[prev in list] [next in list] [prev in thread] [next in thread] 

List:       poi-user
Subject:    Problems with extracting text from xls and doc
From:       Joerg Hohwiller <joerg () j-hohwiller ! de>
Date:       2009-01-25 21:41:01
Message-ID: 497CDC6D.3080401 () j-hohwiller ! de
[Download RAW message or body]

Hi there,

in my project I wrote text-extractors for multiple file-formats.
For ms-office binary files I am using apache-poi.

For PPT I wrote an own extractor based on DocumentInputStream
which works quite ok.

For XLS I use HSSFEventFactory which causes my testcase to fail
because it only hits events about the first sheet.
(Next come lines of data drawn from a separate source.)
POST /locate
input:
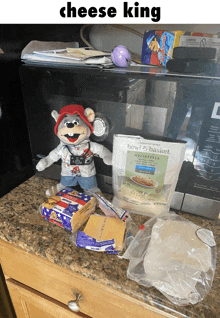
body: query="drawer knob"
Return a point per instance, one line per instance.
(74, 304)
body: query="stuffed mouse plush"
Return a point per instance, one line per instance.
(73, 128)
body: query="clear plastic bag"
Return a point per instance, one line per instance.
(175, 256)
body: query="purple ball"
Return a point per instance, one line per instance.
(121, 56)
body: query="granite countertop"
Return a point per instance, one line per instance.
(22, 225)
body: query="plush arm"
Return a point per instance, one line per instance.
(103, 153)
(48, 161)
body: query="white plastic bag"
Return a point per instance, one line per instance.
(145, 173)
(175, 256)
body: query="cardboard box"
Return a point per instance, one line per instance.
(158, 45)
(104, 228)
(68, 209)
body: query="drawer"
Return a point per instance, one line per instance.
(29, 303)
(59, 283)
However
the content of the second sheet is not found.

For DOC I use WordExtractor which causes my testcase to fail
because it does NOT find the content of comments and footnotes.

Can someone help me if I do anything wrong or if this
is an expected behavior or bug of POI?

You will find everything (including test-cases and office files) here:
https://m-m-m.svn.sourceforge.net/svnroot/m-m-m/trunk/mmm-search/mmm-search-parser/mmm-search-parser-impl-poi/


Thanks a lot
  Jörg

---------------------------------------------------------------------
To unsubscribe, e-mail: user-unsubscribe@poi.apache.org
For additional commands, e-mail: user-help@poi.apache.org


[prev in list] [next in list] [prev in thread] [next in thread] 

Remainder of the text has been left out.